Türkiye kardeşin kardeşi öldürdüğü sokaklarında ölümün kol gezdiği 12 Eylül öncesi günleri de görmüştür. Günümüzden yaklaşık 35-36 yıl öncesinde 1978’lerde Ecevit Hükümeti zamanında rahmetli Ahmet Kabaklı Tercüman Gazetesi’nde Hükümetin icraatlarını yerden yere vuran hatta mevcut durumu ve olayları eksajere (abartarak)ederek köşesinde “Ecurufya” başlığı altında bir yazı dizisi kaleme almıştı. Sonradan aynı isimle romanlaştırılan bu yazı dizisinde dönemin hükümeti ve yöneticileri kurgusal bir zeminde ve hayali bir ülke de ele alınarak kıyasıya eleştiriliyordu. Yani bugün rahmetli Ahmet Kabaklı sağ olsa da aynı eleştirileri günümüzün yöneticileri hakkında yapsa maazallah deyim yerindeyse ipe çekilirdi. Şimdi insan sormadan edemiyor. Ülke olarak kaç yıl geriye götürüldük ve bu ülkede mazlum hep zalimleşir mi?

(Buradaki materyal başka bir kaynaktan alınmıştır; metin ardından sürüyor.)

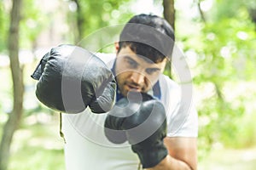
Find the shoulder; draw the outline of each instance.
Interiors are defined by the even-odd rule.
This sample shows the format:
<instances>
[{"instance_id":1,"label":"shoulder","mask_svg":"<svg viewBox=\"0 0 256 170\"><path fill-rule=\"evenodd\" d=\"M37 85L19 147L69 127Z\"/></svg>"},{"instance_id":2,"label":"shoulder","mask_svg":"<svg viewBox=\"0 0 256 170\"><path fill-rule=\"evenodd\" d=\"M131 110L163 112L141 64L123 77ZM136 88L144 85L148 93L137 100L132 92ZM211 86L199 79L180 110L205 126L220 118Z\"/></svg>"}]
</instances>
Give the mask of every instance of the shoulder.
<instances>
[{"instance_id":1,"label":"shoulder","mask_svg":"<svg viewBox=\"0 0 256 170\"><path fill-rule=\"evenodd\" d=\"M109 68L112 68L115 60L115 54L95 53L94 54L101 59Z\"/></svg>"}]
</instances>

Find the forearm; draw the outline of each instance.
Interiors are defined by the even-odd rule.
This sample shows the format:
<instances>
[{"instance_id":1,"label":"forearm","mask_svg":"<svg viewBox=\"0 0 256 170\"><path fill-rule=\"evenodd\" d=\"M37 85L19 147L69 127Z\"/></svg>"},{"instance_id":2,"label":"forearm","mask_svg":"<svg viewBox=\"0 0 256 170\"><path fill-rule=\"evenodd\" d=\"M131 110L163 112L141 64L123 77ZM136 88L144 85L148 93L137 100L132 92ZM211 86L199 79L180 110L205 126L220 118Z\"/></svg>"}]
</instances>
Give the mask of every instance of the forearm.
<instances>
[{"instance_id":1,"label":"forearm","mask_svg":"<svg viewBox=\"0 0 256 170\"><path fill-rule=\"evenodd\" d=\"M168 155L158 165L147 170L195 170L195 168L192 168L186 162Z\"/></svg>"}]
</instances>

Geldiğimiz noktada, muhalefette yer alan herkes ‘düşman’ olarak telakki edilerek yok edilmeye çalışılmakta, hayat hakkı tanınmamaktadır. Medya ya operasyon düzenlemek, ülkeyi dış dünya nezdinde gülünç durumlara düşürmekte ve gerçek Türkiye dostlarını endişeye sevk etmektedir. Zira televizyon dizilerinde yer alan karakterler yüzünden yahut ta, o tür kurguların senaryosu yüzünden gazetecileri tutuklamak aklın ve hayalin alacağı bir iş değildir.  İşin acı ve vicdan kanatması gereken yanı; meslektaşlarına operasyon düzenlenirken yandaş sıfatını layıkıyla hak kazanmış bazı basın yayın organlarında köşe tutan yazarların peşin peşin polis tarafından yaka paça sorguya alınan meslektaşlarını suçlu ilan etmeleridir.
 
Kamusal alanda boy gösteren ve ülkeyi yöneten kişiliklerin eleştiri anlamında tahammül eşiğinin diğer normal insanlardan daha farklı olması beklenir. Kaldı ki, söz konusu televizyon dizilerinin her açıdan denetlendiği bir kurum zaten vardır. Anayasal bir kuruluş olan Radyo ve Televizyon Üst Kurulu zaten söz konusu yayınlar için değerlendirmesini yapmış bulunmaktadır. Şayet bu konuda bir kusur söz konusu ise yani işlenmiş bir suç görmezlikten gelinmişse o halde bu durumdan bizzat RTÜK ve onun yöneticileri de sorumludur.
            
 14 Aralık operasyonu ile medya iflah olmaz bir şekilde darbe yemiştir. Özgür medya ve bağımsız habercilik Türkiye’de artık mümkün değildir. Despotizmin adım adım tahkim edildiği günümüzde neyin haber olduğunu artık ajanslardan değil ALO FATİH hatlarından öğreneceğiz. 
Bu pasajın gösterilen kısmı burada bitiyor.